Regeneracja cery i skóry po lecie. Aneta Bruhn: „Ułóżmy plan pielęgnacji”
Widoczna utrata jędrności i elastyczności. Przebarwienia i nierówny koloryt. Popękane i rozszerzone naczynka. Tak może wyglądać nasza skóra i cera po wakacyjnych wojażach. Co więc zrobić, by nasza buzia i ciało odzyskały zdrowy wygląd? - Przede wszystkim musimy ułożyć plan naszej pielęgnacji. Regeneracja i odpowiednie odżywienie. Tego potrzebujemy - mówi nasza ekspertka, Aneta Bruhn.
Morska sól, basenowy chlor, dużo słońca. I SPF-y, o których bądźmy szczerzy, zdarza się zapomnieć. Po wakacjach nasza cera jest mocno wymęczona.
- Pierwszym domowym zabiegiem, który ułatwi regenerację skóry po wakacjach jest peeling. Podczas peelingu usuwamy martwy naskórek, a to sprawie, że wszelkiego rodzaju olejki, kremy będą się w późniejszym etapie łatwiej wchłaniać i przedostawać do głębszych warstw skóry - mówi Bruhn.

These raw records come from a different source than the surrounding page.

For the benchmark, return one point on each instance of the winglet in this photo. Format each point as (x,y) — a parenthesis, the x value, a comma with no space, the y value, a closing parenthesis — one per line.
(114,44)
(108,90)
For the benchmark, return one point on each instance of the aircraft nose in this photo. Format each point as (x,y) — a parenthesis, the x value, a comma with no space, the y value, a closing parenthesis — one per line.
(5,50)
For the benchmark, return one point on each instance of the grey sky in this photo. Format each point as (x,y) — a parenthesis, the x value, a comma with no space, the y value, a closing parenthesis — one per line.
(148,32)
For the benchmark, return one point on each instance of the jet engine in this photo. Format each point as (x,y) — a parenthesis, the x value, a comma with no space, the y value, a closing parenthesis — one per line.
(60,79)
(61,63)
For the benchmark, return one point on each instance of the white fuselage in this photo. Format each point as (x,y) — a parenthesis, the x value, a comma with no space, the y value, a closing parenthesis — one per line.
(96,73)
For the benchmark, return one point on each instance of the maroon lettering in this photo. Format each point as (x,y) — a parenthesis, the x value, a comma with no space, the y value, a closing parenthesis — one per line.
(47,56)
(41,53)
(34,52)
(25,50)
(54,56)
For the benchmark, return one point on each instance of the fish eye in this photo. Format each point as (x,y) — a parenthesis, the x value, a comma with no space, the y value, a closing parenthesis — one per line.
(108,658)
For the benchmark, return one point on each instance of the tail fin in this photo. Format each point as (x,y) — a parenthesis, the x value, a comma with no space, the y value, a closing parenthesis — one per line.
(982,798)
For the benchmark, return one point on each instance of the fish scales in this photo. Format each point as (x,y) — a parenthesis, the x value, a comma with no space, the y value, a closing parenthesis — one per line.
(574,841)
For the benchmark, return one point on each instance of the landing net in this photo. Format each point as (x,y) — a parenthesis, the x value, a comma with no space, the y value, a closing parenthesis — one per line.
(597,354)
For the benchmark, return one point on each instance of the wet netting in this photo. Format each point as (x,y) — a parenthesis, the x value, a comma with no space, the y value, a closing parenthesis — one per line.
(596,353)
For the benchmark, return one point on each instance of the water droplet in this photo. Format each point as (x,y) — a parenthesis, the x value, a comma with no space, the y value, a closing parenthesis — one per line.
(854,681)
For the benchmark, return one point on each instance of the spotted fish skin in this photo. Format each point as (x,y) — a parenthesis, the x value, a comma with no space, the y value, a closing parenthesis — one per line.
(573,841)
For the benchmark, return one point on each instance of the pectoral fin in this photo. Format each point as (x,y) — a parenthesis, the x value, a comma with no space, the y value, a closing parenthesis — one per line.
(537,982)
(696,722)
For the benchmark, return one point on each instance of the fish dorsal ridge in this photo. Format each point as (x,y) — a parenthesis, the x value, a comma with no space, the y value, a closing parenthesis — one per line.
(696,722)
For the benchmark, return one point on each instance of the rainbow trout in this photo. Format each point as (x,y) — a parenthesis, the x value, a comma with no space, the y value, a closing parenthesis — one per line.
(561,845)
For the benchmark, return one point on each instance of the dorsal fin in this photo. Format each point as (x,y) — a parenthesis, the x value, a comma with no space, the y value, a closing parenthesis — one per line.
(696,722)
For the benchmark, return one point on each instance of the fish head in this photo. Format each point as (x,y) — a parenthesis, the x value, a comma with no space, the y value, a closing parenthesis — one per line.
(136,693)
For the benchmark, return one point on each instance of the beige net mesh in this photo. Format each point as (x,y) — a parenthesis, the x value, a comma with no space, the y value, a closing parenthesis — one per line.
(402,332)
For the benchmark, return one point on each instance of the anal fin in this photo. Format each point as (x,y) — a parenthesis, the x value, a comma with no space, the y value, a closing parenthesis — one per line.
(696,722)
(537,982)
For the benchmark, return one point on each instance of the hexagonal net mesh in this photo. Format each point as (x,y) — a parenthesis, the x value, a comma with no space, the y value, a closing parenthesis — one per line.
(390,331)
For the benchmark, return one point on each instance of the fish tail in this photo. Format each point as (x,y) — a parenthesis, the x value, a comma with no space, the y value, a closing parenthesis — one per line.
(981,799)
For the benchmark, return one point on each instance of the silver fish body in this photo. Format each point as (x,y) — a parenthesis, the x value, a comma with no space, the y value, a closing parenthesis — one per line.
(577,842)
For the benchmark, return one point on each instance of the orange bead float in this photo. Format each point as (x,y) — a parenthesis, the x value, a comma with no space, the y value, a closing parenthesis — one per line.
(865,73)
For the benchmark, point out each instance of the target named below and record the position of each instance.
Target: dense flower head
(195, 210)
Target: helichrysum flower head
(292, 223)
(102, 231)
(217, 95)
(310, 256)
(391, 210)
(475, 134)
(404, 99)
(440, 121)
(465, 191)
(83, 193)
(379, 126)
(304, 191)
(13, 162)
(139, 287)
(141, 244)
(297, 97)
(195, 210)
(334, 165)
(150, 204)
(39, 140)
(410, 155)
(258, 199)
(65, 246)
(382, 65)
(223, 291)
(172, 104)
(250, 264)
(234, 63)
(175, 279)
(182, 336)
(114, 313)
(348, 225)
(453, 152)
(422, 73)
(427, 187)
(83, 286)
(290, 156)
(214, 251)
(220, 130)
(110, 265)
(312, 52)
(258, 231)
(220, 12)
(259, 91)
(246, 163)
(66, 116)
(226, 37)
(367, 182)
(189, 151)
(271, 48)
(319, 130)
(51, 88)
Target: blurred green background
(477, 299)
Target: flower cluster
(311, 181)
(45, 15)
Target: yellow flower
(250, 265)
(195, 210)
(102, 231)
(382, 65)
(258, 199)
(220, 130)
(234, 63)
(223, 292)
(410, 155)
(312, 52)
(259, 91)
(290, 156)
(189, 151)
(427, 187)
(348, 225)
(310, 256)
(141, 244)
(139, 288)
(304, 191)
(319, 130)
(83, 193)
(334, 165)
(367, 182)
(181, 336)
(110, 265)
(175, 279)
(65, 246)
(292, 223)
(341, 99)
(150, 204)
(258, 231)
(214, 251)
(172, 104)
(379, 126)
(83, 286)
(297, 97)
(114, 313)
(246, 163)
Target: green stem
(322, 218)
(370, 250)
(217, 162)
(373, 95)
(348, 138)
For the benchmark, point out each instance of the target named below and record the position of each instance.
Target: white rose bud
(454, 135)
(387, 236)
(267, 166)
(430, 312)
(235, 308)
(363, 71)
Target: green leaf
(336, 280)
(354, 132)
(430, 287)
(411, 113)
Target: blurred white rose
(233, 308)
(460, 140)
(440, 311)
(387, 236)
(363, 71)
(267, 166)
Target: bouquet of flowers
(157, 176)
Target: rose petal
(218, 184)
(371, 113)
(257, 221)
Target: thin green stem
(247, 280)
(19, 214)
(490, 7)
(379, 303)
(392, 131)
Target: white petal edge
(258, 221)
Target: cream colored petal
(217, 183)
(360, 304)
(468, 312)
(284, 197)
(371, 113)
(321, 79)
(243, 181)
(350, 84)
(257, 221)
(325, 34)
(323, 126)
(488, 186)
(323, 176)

Po oczyszczeniu skóry z martwego naskórka, czas na dostarczenie jej niezbędnych substancji odżywczych i nawilżających, które pomogą jej odzyskać miękkość, elastyczność i blask oraz przyczynią się do jej szybkiej regeneracji.
- Polecam szczególnie maseczki głęboko nawilżające, balsamy, kremy, sera nawilżające. Dobrze jeśli mają konsystencję żelową lub jogurtową. Ona koi skórę i ładnie się wchłania - podkreśla Aneta Bruhn. - Warto także zwrócić uwagę na skład wybieranych przez nas kosmetyków. Tutaj wszystko co koi i regeneruje oraz neutralizuje podrażnienia, czyli kwas hialuronowy, witamina E i na przykład aloes - dodaje nasza ekspertka.
Po lecie, odpowiedniej regeneracji potrzebuje także nasze ciało.
- Tutaj wszelkie peelingi również są mile widziane. Musimy zdjąć złuszczający się naskórek. Drugi krok to natomiast nawilżenie. Balsamy lub olejki mocno nawilżające, łagodzące i uspakajające naszą opaloną skórę - zaznacza Aneta Bruhn.
Kluczem do sukcesu, poza dobrze sporządzonym planem pielęgnacji oraz doborem odpowiednich kosmetyków jest przede wszystkim regularność. Dzięki systematyce, pierwsze efekty pojawią się bardzo szybko.
- Jesień zaczynamy muśnięci słońcem ale ze zdrową i zregenerowaną skórą. Teraz można śmiało zawinąć się w koc - konkluduje Bruhn.